For GUIs, you can have the best of the two worlds by using LTk (https://github.com/herth/ltk)


And cl-icebox (https://github.com/VitoVan/cl-icebox) is a build system, that can compile your Ltk apps into standalone executables for easy distribution.


I had seen this on hacker news before but forgotten the name! Thanks for reposting it!


Racket is pretty close to tcl in terms of ease of creating a GUI. I think tcl has a slight edge though.


TCL/tk has some rough edges.

But compared to most GUI toolkits especially anything cross platform, it’s really nice!


Hey... what's wrong with Tcl? Whenever I have a shell script and want to tack on a "GUI", Tcl/Tk is the most time-economical one for me. I am happy that it is still around, and that it works on most platforms (of course not mobiles... but I "wish").


Granted (on Android at least.) https://www.androwish.org/home/home


Oh man, that's awesome. You need to install by downloading a package.

If any maintainers are reading: putting it in the F-Droid store would improve visibility / discoverability.


Do you androwish?

https://www.androwish.org


This is great!!! I will try this out, and port some of my small apps on to my mobile.


"Lovecraftian toolchain" made me almost poop myself when I first read this article.

I've been learning TCL for fun lately and I both adore it and am frustrated by it.


> I have a bug, I'm frigging anxious, I gotta GO GO GO as fast as I can to find out what it is already, and you think now is the time to type parens, commas and quotation marks?! Fuck you! By which I mean to say, short code is important, short commands are a must.

Hahaha! This is excellent, made me crack a big IRL smile.


See also: https://news.ycombinator.com/item?id=7069642

(Nice discussion on homoiconicity)


The ease of creating and using child interpreters is a really neat thing about TCL.


What I like about it (at least for my usage) is that you compose functions like they were command line tool. That's some unique ergonomics right there (regardless of its cons).


Is Tcl still a COMPLETELY interpreted language?

I heard that they added a JIT compiler somewhat recently. But I'm not sure if there's any kind of "true" compiler (or at least linter?), that can find your basic errors prior to runtime.

I used to dabble a lot with Tcl back in the 1990's and early 2000's.

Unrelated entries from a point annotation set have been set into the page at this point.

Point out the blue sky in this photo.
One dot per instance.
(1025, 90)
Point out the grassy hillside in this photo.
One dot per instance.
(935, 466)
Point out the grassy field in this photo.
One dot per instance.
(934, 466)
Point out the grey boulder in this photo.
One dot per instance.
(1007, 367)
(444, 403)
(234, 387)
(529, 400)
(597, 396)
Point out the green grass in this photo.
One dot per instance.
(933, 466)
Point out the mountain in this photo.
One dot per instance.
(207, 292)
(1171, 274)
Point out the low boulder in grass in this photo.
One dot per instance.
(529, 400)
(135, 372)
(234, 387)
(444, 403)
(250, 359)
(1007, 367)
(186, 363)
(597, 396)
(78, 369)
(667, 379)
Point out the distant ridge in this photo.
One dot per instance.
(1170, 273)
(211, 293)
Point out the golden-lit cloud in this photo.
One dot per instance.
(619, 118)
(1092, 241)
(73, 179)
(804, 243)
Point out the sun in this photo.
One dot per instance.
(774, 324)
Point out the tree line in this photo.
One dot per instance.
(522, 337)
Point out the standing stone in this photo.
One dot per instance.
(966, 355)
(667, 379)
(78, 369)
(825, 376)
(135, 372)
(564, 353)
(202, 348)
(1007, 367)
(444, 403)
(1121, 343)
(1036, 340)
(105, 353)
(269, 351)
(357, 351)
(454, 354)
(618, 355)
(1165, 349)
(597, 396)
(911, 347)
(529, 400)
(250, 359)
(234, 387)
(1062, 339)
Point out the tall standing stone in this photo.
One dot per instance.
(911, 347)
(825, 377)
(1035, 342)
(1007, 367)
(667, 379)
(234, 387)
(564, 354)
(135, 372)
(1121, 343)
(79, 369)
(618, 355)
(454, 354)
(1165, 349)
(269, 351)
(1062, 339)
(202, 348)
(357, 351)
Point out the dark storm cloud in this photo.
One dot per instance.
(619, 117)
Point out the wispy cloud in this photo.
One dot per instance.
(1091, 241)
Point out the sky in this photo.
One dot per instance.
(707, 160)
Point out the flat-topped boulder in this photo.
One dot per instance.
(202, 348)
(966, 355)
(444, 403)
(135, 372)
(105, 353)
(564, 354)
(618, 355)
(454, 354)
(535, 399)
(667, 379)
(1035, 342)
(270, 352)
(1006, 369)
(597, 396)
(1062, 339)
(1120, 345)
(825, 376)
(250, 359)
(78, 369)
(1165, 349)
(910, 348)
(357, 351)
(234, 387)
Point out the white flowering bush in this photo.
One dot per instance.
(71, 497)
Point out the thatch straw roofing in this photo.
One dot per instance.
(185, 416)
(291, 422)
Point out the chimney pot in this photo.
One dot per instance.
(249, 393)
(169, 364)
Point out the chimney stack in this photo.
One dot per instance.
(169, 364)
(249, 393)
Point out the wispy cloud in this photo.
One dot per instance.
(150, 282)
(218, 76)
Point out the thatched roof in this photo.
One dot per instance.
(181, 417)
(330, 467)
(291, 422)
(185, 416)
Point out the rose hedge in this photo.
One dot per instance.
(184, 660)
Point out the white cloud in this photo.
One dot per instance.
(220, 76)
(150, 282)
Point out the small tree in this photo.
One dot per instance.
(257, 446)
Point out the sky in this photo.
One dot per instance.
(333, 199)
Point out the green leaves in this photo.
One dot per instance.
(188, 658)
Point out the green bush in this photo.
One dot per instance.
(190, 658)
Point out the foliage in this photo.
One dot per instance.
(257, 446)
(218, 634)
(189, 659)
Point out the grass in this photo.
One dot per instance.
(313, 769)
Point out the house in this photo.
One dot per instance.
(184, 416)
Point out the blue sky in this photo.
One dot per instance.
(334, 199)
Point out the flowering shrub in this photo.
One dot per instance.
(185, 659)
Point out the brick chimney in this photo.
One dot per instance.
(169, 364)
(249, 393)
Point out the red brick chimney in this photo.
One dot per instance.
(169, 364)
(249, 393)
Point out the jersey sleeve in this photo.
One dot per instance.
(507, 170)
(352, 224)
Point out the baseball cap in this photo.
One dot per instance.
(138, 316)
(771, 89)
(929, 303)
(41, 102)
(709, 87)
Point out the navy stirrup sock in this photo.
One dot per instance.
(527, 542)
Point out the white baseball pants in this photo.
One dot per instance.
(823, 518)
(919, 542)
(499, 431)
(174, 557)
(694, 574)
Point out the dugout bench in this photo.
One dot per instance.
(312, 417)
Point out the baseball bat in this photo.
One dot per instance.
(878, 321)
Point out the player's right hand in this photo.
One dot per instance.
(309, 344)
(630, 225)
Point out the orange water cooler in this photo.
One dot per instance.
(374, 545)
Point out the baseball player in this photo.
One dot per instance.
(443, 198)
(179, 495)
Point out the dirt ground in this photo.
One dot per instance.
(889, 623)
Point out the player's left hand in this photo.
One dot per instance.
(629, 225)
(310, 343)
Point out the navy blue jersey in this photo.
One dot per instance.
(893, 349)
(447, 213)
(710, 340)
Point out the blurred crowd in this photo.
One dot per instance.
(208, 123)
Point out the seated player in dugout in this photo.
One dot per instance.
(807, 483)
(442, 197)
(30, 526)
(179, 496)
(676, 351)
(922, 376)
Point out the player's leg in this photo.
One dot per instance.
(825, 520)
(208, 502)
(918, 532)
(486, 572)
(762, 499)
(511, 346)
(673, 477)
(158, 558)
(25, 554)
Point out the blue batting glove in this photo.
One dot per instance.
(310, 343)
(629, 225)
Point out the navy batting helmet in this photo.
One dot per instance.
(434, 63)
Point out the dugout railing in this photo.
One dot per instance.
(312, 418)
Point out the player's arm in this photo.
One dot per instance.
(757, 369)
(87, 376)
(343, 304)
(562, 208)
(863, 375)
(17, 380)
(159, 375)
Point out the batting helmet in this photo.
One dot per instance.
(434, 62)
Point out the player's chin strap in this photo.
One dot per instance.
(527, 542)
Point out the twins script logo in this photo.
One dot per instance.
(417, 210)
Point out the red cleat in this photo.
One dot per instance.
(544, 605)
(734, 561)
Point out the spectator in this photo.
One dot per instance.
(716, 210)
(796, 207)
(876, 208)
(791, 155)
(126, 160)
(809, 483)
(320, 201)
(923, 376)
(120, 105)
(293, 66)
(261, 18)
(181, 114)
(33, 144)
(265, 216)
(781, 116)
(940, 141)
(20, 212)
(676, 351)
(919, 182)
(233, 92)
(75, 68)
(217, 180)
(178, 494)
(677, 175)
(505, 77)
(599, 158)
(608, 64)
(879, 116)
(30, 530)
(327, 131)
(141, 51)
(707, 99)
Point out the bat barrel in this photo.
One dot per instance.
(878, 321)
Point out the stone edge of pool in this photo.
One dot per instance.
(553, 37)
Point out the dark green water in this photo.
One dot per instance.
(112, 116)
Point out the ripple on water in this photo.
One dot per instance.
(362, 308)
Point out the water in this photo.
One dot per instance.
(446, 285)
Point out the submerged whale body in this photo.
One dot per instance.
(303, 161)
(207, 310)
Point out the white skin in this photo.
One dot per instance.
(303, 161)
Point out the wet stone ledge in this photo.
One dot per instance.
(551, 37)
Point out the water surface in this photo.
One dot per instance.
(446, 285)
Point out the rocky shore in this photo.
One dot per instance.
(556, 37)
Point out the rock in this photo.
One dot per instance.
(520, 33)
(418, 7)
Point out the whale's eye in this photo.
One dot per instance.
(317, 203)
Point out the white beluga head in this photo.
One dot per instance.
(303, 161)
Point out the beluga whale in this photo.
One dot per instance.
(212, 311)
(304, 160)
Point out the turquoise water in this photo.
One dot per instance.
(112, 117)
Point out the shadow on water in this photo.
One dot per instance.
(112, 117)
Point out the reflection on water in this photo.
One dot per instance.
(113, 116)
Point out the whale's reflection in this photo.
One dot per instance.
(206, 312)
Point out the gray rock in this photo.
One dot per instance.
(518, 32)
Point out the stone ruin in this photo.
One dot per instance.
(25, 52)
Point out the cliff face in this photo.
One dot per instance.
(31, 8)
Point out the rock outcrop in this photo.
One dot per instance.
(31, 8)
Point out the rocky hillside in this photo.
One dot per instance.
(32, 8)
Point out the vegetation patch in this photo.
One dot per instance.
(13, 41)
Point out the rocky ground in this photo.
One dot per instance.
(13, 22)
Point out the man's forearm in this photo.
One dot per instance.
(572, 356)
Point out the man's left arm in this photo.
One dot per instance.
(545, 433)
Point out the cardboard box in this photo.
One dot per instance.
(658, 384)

I eventually moved into Lisp to scratch that side-project itch, mostly just because I wanted to find more mistakes at build-time than runtime.


Tcl switched to a bytecode compiler with version 8.0 about 20 years ago, which delivered significant speedups in execution.


Yes, but I thought that was a JIT compiler. For all practical purposes, still an interpreter model from the user perspective.

Does it allow for ahead of time compilation to bytecode? With build-time reporting of errors in the source code?


If you mean the wikipedia definition of compiling source code to machine code at runtime, then no. The Tcl interpreter contains a bytecode virtual machine, more along the Java model.

Source code is converted to bytecode on the procedure level, not the program level, so there's no program-wide checks for consistency. It's done at runtime.

There are some officially unsupported tools built in to the interpreter that let you dump bytecode of compiled procedures and reload it. You'd have to roll your own dumping and loading scripts if you wanted to deliver an entire program using those tools.


There is an AOT Tcl-to LLVM IR compiler in development.

https://wiki.tcl-lang.org/page/tclquadcode


A few years ago I wrote Tcl occasionally, macros for computer-aided engineering software.